How does polyglutamine expansion in TBP kill neurons?
The TATA binding protein (TBP) is a highly conserved, ubiquitously expressed General Transcription Factor which participates in expression of almost every eukaryotic gene. In humans, the TBP gene carries a CAG triplet repeat that codes for a polyglutamine stretch. Expansion of this repeat can lead to an aggregation prone TBP and neuronal cell death eventually leading to a late-onset neurodegenerative disease called Spinocerebellar Ataxia17. Although rare in occurrence, this is a member of the larger group of polyglutamine diseases which share some features like anticipation, increased severity with longer repeats and a dominant negative type of inhertiance.

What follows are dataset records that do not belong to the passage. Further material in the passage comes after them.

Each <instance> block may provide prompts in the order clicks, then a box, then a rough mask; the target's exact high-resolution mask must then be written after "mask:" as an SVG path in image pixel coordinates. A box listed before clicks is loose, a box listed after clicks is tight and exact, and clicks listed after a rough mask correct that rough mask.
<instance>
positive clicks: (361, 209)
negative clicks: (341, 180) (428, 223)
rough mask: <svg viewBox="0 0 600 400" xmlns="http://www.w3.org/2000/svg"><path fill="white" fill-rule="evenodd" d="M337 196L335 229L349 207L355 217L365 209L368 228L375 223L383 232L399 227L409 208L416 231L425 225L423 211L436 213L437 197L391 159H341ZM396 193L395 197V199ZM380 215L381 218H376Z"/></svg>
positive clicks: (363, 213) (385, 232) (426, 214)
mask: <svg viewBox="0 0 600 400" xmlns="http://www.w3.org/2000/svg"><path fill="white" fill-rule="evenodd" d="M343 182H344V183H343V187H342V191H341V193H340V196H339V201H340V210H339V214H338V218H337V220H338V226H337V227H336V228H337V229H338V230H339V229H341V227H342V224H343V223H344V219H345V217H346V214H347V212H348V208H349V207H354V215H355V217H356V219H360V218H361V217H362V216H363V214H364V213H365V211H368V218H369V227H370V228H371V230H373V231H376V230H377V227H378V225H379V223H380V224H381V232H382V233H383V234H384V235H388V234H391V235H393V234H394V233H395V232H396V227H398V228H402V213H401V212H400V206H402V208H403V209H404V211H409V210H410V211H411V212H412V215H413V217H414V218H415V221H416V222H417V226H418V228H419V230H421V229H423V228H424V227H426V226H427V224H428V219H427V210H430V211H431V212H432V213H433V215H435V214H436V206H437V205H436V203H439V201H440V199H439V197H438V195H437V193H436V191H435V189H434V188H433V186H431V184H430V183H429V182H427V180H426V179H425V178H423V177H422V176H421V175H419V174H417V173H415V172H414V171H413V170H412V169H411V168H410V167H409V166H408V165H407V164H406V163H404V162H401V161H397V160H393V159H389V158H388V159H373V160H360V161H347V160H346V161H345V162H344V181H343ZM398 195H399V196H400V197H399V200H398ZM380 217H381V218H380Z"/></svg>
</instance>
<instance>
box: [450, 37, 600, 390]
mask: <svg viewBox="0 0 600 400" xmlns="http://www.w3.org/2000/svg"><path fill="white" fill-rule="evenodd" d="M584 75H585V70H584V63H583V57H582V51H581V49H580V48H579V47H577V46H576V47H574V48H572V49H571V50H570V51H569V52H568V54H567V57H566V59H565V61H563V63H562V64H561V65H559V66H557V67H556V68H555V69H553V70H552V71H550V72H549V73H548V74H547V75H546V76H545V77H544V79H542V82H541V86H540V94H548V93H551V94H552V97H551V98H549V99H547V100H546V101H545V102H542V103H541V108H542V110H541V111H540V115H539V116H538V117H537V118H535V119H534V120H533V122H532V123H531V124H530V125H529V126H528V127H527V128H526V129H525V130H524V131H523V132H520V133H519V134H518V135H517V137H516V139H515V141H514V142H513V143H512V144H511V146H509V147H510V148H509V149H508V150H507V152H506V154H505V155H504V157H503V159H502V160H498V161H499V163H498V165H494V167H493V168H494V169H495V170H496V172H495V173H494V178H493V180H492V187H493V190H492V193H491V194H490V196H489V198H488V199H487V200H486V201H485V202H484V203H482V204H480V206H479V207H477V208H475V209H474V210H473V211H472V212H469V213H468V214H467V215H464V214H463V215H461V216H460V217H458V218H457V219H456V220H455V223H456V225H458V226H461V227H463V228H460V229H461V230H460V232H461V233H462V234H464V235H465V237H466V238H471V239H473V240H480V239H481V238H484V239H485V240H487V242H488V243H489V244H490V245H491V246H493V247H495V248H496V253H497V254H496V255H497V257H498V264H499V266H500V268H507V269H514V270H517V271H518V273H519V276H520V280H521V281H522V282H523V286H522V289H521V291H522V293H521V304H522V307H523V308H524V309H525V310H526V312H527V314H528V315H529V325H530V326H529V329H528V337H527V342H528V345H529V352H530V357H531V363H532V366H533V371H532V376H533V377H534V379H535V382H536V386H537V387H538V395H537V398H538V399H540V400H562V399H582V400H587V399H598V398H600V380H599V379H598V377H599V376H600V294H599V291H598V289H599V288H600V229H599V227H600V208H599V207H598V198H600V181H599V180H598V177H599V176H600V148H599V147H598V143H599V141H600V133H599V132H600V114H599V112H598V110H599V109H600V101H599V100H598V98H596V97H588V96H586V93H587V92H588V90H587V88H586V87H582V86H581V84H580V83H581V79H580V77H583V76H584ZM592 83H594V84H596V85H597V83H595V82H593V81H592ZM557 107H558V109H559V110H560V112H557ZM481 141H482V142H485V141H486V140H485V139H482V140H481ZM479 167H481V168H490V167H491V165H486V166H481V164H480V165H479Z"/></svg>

We have cloned and expressed polyQ-TBP in a non-pathogenic version (16Q-TBP) and a pathogenic form (59Q-TBP). We compare these two forms in different neuronal contexts in mouse neuronal cell line, Neuro2A.
Key findings:
The miRNA, miR29a/b is downregulated in polyQ-TBP expressing cells.
Knockdown of miR-29a/b is sufficient to cause neuronal cell death and ataxia like symptoms in mice.
Stat1 and other IFN-gamma induced genes are upregulated in polyQ-TBP expressing cells.